Sunday, March 07, 2004

 
Reading the debate on the Elementary Education Bill was, I must note to begin with, rather difficult for me. I usually don’t have trouble reading for classes, even large volumes of material, but this stuff seemed to be deliberately calculated to put me to sleep. I imbibed large quantities of Mountain Dew, however, and forced myself to continue, with the result that I read it, but very little of the information that entered my brain was actually retained there. One passage, though, jumped out at me as particularly interesting: “Upon the speedy provision of elementary education depends our industrial prosperity. It is of no use trying to give technical teaching to our artisans without elementary education; uneducated labourers – and many of our labourers are utterly uneducated – are, for the most part, unskilled labourers, and if we leave our work-folk any longer unskilled, notwithstanding their strong sinews and determined energy, they will become over-matched in the competition of the world” (465).

This got me thinking about the purpose of education, as I’ve always thought of it, as it has been treated historically, as it has been reflected in the two novels we’ve read and as we have discussed it in class. To me, education has always been something worth having for its own sake. I’m an English major because I’m interested, and fascinated, not because I believe that a degree in English will be essential in order to make me a skilled laborer. But that’s not the way the characters in Our Mutual Friend seem to regard education. The passage I quoted above makes me think, of course, mostly of Sloppy. The Boffins decide to pay for some training/education for Sloppy so that he can become a skilled member of the workforce, which seems to me to be exactly the sort of thing that W. E. Forster is talking about in that quote. Others of the working-class characters also seem to think an education is an important duty, rather than something one might pursue for pleasure. I don’t recall (but I may be wrong) Lizzie Hexam at any point saying that she wants to learn to read so that she can enjoy a good novel now and then. Of course, she doesn’t say that she wants to read in order to get a better job, either, but on reflection I do find it interesting that it’s reading that Bradley and Eugene both want to teach her, rather than music or art appreciation or something. Reading is a much more practical skill, but their interest in her is generally less than merely practical (Wouldn’t a “cultured” wife be more useful to Eugene?). And once I’m talking about Lizzie, the jump to Bella is easy. Can Bella read? We must assume so, since she reads that lovely little manual of housewifery. But how and when did she learn? And what else has she been taught? We talked a lot about “the education of Bella Wilfer” but I don’t remember anything about a formal education in the text. Bella, of course, is not, at the end of the novel, a working-class character. So is institutionalized education only important for laborers, so that they can become more skilled laborers and better apply those “strong sinews and determined energy”?

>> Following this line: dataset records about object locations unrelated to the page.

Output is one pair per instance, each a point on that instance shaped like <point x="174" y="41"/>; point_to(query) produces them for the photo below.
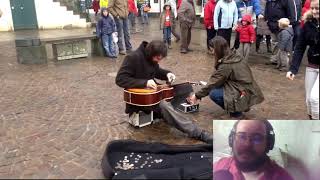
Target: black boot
<point x="182" y="123"/>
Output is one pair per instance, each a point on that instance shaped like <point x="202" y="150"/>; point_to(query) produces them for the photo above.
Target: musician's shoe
<point x="206" y="137"/>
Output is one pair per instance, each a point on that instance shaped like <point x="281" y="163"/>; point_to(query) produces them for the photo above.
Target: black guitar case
<point x="129" y="159"/>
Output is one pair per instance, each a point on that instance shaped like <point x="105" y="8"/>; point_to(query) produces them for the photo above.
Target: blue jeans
<point x="144" y="17"/>
<point x="108" y="45"/>
<point x="123" y="34"/>
<point x="216" y="95"/>
<point x="167" y="35"/>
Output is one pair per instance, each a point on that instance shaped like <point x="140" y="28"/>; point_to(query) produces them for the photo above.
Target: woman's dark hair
<point x="220" y="46"/>
<point x="156" y="48"/>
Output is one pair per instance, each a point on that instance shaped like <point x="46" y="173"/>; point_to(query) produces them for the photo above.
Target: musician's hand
<point x="151" y="84"/>
<point x="171" y="77"/>
<point x="192" y="99"/>
<point x="290" y="75"/>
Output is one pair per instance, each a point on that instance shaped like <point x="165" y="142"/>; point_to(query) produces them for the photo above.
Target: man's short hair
<point x="156" y="48"/>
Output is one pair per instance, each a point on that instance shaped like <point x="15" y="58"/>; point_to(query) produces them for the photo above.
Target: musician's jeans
<point x="216" y="95"/>
<point x="312" y="92"/>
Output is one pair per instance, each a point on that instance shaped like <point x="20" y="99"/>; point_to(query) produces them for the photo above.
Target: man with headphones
<point x="250" y="141"/>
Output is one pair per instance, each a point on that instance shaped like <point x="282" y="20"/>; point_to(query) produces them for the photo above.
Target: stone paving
<point x="56" y="119"/>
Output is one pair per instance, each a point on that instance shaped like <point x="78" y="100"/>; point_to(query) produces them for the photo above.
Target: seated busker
<point x="231" y="86"/>
<point x="138" y="70"/>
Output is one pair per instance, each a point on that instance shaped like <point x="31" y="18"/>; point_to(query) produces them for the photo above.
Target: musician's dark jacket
<point x="235" y="76"/>
<point x="136" y="70"/>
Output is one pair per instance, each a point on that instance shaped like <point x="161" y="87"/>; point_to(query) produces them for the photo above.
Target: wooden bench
<point x="71" y="47"/>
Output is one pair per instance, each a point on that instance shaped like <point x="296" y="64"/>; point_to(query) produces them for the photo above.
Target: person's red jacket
<point x="95" y="6"/>
<point x="305" y="8"/>
<point x="208" y="13"/>
<point x="247" y="33"/>
<point x="132" y="7"/>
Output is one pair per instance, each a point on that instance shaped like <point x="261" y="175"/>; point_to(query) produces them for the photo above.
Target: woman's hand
<point x="192" y="99"/>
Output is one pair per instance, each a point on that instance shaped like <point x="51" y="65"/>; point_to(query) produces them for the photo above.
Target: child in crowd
<point x="285" y="38"/>
<point x="247" y="36"/>
<point x="166" y="21"/>
<point x="106" y="30"/>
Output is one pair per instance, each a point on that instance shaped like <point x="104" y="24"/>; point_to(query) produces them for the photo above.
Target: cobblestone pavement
<point x="56" y="119"/>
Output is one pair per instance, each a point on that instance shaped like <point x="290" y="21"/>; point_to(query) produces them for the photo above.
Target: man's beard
<point x="251" y="166"/>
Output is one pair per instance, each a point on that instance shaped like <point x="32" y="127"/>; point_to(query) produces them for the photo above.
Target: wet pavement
<point x="56" y="119"/>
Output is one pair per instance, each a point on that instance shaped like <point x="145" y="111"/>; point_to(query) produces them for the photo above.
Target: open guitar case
<point x="129" y="159"/>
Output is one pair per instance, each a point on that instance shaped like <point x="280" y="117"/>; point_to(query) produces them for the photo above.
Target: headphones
<point x="270" y="135"/>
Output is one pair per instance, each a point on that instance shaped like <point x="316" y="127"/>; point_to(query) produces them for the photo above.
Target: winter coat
<point x="225" y="15"/>
<point x="251" y="7"/>
<point x="106" y="25"/>
<point x="235" y="76"/>
<point x="136" y="70"/>
<point x="104" y="3"/>
<point x="173" y="5"/>
<point x="247" y="32"/>
<point x="163" y="16"/>
<point x="309" y="36"/>
<point x="186" y="13"/>
<point x="118" y="8"/>
<point x="262" y="26"/>
<point x="285" y="38"/>
<point x="277" y="9"/>
<point x="95" y="6"/>
<point x="132" y="7"/>
<point x="208" y="13"/>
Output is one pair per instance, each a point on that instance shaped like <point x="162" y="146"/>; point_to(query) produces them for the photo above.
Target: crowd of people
<point x="289" y="24"/>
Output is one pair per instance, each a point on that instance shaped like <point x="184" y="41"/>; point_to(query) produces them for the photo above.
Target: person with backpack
<point x="106" y="27"/>
<point x="208" y="22"/>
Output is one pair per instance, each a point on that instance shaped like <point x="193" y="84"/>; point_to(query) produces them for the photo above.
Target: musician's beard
<point x="251" y="166"/>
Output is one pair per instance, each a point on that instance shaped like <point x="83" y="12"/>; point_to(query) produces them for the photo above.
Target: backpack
<point x="129" y="159"/>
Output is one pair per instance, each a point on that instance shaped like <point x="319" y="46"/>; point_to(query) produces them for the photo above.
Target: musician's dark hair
<point x="156" y="48"/>
<point x="220" y="46"/>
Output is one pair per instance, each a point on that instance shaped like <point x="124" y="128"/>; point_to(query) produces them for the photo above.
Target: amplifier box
<point x="188" y="108"/>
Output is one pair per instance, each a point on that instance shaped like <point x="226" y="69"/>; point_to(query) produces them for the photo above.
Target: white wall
<point x="300" y="139"/>
<point x="6" y="23"/>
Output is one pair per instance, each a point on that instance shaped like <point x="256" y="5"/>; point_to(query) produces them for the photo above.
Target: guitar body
<point x="147" y="97"/>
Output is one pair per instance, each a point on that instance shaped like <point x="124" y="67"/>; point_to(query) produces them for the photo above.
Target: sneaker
<point x="122" y="52"/>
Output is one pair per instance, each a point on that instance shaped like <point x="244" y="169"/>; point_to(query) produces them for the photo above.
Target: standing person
<point x="263" y="30"/>
<point x="133" y="12"/>
<point x="138" y="70"/>
<point x="231" y="86"/>
<point x="285" y="38"/>
<point x="251" y="7"/>
<point x="119" y="10"/>
<point x="166" y="22"/>
<point x="104" y="3"/>
<point x="96" y="6"/>
<point x="187" y="17"/>
<point x="173" y="27"/>
<point x="105" y="28"/>
<point x="247" y="36"/>
<point x="208" y="21"/>
<point x="225" y="18"/>
<point x="309" y="37"/>
<point x="145" y="8"/>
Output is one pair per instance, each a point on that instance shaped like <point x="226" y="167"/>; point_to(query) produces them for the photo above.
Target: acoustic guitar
<point x="150" y="97"/>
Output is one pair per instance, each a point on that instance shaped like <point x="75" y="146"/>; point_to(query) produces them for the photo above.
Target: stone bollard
<point x="30" y="51"/>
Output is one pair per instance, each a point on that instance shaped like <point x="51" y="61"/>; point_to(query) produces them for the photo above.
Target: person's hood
<point x="167" y="4"/>
<point x="233" y="57"/>
<point x="102" y="9"/>
<point x="247" y="18"/>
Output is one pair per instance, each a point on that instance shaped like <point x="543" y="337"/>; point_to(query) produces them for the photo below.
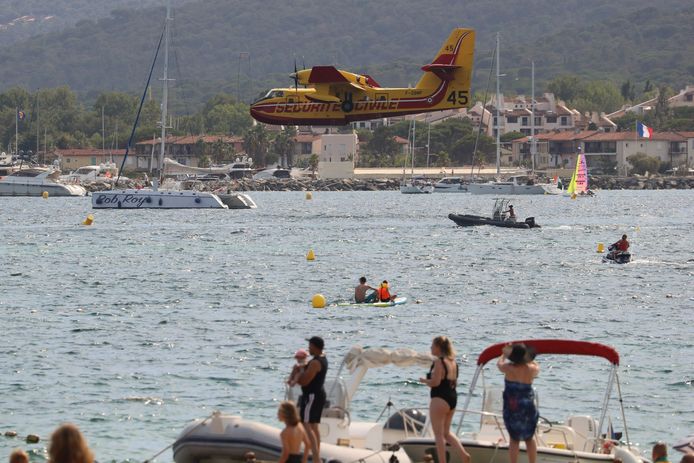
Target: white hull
<point x="507" y="188"/>
<point x="31" y="189"/>
<point x="229" y="438"/>
<point x="451" y="189"/>
<point x="160" y="199"/>
<point x="36" y="181"/>
<point x="488" y="452"/>
<point x="237" y="201"/>
<point x="409" y="189"/>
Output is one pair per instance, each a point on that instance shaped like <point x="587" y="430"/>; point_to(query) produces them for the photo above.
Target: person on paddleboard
<point x="360" y="295"/>
<point x="384" y="294"/>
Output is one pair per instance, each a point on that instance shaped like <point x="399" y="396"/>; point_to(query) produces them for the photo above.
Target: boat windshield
<point x="274" y="93"/>
<point x="27" y="173"/>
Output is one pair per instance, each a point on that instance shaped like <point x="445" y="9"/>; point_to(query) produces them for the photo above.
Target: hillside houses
<point x="606" y="151"/>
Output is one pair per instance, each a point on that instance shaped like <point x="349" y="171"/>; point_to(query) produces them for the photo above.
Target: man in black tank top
<point x="313" y="393"/>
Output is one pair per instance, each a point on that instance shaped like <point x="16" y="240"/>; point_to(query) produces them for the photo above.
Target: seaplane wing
<point x="337" y="97"/>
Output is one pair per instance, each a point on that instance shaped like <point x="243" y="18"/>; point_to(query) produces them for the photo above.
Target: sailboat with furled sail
<point x="156" y="198"/>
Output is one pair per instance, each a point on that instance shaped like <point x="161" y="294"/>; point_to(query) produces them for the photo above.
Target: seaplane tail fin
<point x="453" y="62"/>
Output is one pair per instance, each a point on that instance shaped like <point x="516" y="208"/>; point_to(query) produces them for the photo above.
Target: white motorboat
<point x="228" y="438"/>
<point x="579" y="438"/>
<point x="7" y="164"/>
<point x="451" y="185"/>
<point x="516" y="185"/>
<point x="35" y="181"/>
<point x="103" y="172"/>
<point x="416" y="186"/>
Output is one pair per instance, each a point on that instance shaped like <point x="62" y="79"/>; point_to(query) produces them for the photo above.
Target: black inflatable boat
<point x="465" y="220"/>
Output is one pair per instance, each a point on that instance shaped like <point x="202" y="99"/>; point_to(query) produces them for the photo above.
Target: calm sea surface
<point x="148" y="319"/>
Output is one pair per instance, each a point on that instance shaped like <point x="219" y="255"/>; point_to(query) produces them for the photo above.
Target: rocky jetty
<point x="640" y="183"/>
<point x="307" y="184"/>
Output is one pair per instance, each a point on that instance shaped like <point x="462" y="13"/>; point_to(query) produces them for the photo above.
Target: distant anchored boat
<point x="35" y="181"/>
<point x="156" y="198"/>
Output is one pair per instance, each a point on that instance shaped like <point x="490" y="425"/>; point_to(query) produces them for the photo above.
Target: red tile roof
<point x="306" y="138"/>
<point x="193" y="139"/>
<point x="88" y="152"/>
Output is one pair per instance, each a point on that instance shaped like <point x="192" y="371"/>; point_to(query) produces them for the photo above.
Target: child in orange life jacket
<point x="383" y="293"/>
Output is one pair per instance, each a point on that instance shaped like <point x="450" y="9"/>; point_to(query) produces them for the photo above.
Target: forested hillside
<point x="390" y="39"/>
<point x="21" y="19"/>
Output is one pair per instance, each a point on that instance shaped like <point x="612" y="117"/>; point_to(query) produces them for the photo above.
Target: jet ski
<point x="616" y="256"/>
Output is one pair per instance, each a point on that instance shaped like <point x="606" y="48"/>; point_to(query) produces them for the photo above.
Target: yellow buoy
<point x="318" y="301"/>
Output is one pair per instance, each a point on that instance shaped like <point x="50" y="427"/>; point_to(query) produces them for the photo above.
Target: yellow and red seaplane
<point x="330" y="96"/>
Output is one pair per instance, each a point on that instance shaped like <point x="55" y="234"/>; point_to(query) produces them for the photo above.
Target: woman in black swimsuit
<point x="442" y="379"/>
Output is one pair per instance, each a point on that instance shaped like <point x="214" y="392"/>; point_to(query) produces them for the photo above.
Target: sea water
<point x="147" y="319"/>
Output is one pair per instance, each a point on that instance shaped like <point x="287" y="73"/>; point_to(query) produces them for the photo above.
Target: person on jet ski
<point x="511" y="214"/>
<point x="620" y="246"/>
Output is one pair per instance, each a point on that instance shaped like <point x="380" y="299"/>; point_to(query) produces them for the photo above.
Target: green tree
<point x="256" y="144"/>
<point x="662" y="112"/>
<point x="284" y="144"/>
<point x="566" y="87"/>
<point x="628" y="91"/>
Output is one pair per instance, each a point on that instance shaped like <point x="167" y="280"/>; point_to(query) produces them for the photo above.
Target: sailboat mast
<point x="428" y="140"/>
<point x="38" y="120"/>
<point x="414" y="129"/>
<point x="103" y="132"/>
<point x="165" y="92"/>
<point x="498" y="103"/>
<point x="533" y="142"/>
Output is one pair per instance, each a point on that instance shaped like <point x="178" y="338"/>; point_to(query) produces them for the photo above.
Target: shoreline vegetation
<point x="308" y="184"/>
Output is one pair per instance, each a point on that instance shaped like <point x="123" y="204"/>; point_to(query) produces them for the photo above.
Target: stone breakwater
<point x="307" y="184"/>
<point x="640" y="183"/>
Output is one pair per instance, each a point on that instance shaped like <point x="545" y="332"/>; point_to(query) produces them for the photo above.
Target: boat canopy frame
<point x="558" y="347"/>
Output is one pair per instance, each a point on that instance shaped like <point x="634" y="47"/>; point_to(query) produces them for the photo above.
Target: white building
<point x="336" y="158"/>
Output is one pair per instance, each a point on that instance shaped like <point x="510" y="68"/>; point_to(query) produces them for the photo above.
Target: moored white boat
<point x="155" y="198"/>
<point x="516" y="185"/>
<point x="416" y="186"/>
<point x="579" y="438"/>
<point x="35" y="181"/>
<point x="228" y="438"/>
<point x="148" y="198"/>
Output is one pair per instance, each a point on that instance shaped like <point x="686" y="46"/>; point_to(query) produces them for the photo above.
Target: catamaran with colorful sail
<point x="579" y="180"/>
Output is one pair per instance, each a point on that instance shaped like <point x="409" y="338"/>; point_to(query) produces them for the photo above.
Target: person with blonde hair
<point x="442" y="379"/>
<point x="69" y="446"/>
<point x="293" y="435"/>
<point x="19" y="456"/>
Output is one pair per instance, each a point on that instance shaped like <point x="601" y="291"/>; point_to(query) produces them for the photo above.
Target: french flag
<point x="643" y="130"/>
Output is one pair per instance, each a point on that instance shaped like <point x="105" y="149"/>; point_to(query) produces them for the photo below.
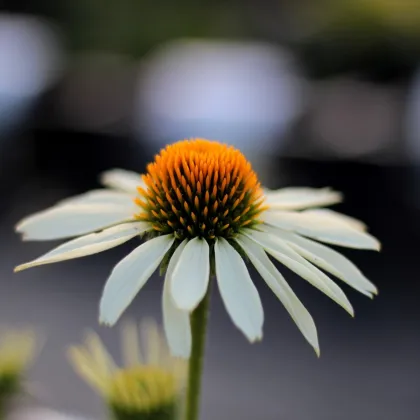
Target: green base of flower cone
<point x="168" y="412"/>
<point x="195" y="369"/>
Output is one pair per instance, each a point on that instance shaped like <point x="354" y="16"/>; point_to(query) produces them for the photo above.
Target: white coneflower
<point x="202" y="209"/>
<point x="148" y="386"/>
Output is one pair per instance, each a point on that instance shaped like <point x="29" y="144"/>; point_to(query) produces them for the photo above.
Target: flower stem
<point x="195" y="369"/>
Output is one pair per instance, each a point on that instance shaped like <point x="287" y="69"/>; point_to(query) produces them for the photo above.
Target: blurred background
<point x="315" y="92"/>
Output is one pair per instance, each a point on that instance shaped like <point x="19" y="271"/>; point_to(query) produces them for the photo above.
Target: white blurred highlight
<point x="245" y="94"/>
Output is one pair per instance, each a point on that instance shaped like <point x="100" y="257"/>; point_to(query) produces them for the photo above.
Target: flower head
<point x="146" y="387"/>
<point x="202" y="209"/>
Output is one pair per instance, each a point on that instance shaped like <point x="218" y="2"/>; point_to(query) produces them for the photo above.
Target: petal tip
<point x="19" y="268"/>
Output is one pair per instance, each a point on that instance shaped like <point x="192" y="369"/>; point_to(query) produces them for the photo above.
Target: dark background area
<point x="70" y="109"/>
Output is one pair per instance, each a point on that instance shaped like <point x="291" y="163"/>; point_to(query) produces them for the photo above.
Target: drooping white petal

And how about in Waterland, which is set so much later than both this debate and Our Mutual Friend? Things seem to be different. Dick, who is definitely the character with the strongest sinews and the most determined energy, is also the least-educated. He can’t even read. Tom, of course, is extremely well-educated, and deeply, deeply ineffectual in the majority of the situations calling for practical and physical responses that come along. And where does our in-class discussion about whether or not the average guy who wants to be a cop needs a college degree fit in with all of this? Are we going in circles? What –is- the point of education, at any level?